Much of the power of the witch comes from the fact that she is subversive — the subversion of conventional beauty through dark makeup and gothic clothing, the subversion of reality as mutable with magic instead of fixed and logical, the subversion of power as a feminine rather than masculine quality.
The Love Witch, which plays homage to many genres from Hitchcock’s horror of the 1950’s to late 70’s exploitation films like Rosemary’s Baby and Necromancy, is similarly subversive, twisting and turning away from genre conventions and tropes, which were largely created by men.
Biller’s witchcraft rituals are lengthy and sometimes geeky-sweet instead of bleary and Satanic.
Her protagonist, although clearly psychopathic, is driven by love and because of that, makes us love her too.
Her depictions of sex and romance are anxiety-producing and uncomfortable, yet at the same time, are often funny and strangely heartfelt.

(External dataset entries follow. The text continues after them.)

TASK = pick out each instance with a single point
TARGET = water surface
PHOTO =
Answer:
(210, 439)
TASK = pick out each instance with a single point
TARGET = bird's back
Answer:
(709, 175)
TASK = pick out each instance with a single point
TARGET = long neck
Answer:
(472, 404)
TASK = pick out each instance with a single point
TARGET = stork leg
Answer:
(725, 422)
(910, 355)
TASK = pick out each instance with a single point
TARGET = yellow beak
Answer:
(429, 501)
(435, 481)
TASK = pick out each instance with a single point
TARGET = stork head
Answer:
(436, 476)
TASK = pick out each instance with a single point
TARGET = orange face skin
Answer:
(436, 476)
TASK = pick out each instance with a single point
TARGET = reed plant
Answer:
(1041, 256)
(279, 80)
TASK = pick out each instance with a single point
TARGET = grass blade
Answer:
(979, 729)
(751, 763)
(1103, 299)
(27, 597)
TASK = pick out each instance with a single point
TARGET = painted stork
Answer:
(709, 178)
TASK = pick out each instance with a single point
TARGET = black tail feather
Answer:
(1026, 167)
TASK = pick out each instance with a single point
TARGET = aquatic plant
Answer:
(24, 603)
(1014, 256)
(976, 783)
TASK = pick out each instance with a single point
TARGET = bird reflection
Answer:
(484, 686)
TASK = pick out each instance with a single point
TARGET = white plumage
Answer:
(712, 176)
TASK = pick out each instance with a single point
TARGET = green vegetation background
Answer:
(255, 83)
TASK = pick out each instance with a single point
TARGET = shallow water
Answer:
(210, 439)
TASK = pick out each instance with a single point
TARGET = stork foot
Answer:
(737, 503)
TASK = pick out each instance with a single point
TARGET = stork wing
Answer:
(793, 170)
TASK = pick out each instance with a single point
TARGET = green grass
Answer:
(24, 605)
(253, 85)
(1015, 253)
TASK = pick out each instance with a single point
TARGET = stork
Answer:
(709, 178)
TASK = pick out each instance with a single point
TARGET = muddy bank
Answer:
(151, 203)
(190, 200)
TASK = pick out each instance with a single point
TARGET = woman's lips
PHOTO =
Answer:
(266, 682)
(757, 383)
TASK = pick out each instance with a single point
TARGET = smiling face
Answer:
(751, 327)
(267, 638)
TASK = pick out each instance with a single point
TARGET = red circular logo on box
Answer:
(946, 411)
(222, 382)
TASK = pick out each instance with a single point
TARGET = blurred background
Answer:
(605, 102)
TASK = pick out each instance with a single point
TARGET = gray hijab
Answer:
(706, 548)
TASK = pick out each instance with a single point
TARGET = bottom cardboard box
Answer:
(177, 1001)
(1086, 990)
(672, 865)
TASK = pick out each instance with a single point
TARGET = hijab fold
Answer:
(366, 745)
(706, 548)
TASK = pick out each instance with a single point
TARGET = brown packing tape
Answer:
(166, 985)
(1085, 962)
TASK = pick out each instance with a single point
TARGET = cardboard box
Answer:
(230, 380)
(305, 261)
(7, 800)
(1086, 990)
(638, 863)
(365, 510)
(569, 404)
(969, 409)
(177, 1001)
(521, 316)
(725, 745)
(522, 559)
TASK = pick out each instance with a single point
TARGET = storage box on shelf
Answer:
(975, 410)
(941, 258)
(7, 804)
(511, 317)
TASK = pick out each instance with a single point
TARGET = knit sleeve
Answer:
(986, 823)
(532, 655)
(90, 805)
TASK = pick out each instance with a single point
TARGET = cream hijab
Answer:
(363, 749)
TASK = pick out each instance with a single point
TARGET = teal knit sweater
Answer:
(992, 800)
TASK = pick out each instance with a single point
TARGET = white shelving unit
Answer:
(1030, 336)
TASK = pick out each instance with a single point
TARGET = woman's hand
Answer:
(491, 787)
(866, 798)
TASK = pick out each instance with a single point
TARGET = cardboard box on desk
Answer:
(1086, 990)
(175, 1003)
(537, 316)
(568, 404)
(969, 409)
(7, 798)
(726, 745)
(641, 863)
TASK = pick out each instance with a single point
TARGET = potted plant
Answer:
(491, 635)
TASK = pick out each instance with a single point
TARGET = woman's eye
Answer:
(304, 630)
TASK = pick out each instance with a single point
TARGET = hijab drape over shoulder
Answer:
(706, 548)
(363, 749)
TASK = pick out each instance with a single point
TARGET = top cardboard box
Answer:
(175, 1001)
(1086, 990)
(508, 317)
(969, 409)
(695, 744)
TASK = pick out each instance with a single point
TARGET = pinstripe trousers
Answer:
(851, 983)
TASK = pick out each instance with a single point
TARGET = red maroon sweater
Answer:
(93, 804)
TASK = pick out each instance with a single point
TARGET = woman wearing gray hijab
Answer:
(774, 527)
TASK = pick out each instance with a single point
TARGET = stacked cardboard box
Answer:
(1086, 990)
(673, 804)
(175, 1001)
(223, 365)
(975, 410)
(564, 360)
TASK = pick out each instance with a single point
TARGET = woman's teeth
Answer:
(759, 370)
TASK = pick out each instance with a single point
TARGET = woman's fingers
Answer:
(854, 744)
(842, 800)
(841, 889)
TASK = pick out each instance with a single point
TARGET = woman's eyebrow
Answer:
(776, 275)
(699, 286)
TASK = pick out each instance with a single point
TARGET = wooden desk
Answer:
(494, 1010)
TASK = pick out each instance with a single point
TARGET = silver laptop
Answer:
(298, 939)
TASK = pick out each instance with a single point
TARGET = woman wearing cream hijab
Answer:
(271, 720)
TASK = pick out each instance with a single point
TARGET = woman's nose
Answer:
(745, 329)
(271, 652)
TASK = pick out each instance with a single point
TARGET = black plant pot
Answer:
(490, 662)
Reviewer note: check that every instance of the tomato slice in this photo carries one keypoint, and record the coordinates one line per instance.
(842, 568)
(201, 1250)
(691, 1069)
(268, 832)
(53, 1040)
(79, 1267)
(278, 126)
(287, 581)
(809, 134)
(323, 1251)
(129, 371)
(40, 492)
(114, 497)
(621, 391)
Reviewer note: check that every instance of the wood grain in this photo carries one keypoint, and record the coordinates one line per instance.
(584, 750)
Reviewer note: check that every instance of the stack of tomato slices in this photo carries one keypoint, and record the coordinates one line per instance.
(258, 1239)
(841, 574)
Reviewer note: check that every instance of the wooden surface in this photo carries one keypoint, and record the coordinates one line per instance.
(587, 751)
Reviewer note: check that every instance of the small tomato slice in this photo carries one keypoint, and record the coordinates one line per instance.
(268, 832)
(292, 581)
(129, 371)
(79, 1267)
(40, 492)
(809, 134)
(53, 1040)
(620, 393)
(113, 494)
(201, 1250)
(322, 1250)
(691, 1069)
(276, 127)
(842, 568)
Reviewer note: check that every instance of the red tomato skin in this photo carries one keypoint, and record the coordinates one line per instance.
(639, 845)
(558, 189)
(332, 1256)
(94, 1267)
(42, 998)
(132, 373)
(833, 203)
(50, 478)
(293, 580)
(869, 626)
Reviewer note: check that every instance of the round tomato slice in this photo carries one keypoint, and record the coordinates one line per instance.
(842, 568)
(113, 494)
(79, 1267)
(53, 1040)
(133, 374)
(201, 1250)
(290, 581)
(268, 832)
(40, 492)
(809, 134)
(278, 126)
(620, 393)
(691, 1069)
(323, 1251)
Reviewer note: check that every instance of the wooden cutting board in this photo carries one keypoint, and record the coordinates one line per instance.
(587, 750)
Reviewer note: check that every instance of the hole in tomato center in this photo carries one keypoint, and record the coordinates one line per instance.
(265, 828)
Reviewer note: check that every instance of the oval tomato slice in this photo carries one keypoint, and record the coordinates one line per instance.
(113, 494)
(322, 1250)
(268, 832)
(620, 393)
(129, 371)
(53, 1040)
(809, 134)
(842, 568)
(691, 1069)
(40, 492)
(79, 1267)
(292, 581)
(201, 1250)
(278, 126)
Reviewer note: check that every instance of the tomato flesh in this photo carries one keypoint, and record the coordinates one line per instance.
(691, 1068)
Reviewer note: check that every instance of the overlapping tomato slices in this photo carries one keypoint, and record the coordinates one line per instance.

She’s playing with both the dark and the light of witchcraft, the shadow and the healing, without placing them in a hierarchy of “goodness” or “rightness.”
In that way, her work feels authentic and organic, even with the deep devotion to trope and elaborate, hyper-stylized costuming and sets.
“It’s not like other horror films because it has such strong moments of romance and melodrama, which are my attempt to get at something fundamental in female psychology and fantasy,” Biller says. “Normally the witch figure is a siren who eats men alive and has no heart, but Elaine is a woman whose heart has been broken because she has been rejected by the man she loves. I think of Elaine as a modern Medea. She would rather see a man dead than to see him alive and not loving her.”
Like Medea, The Love Witch is bound to become a classic—probably a cult classic—and unlike that tragic play, is certain to cheer you up from the post-election, the-patriarchy-is-not-yet-smashed blues.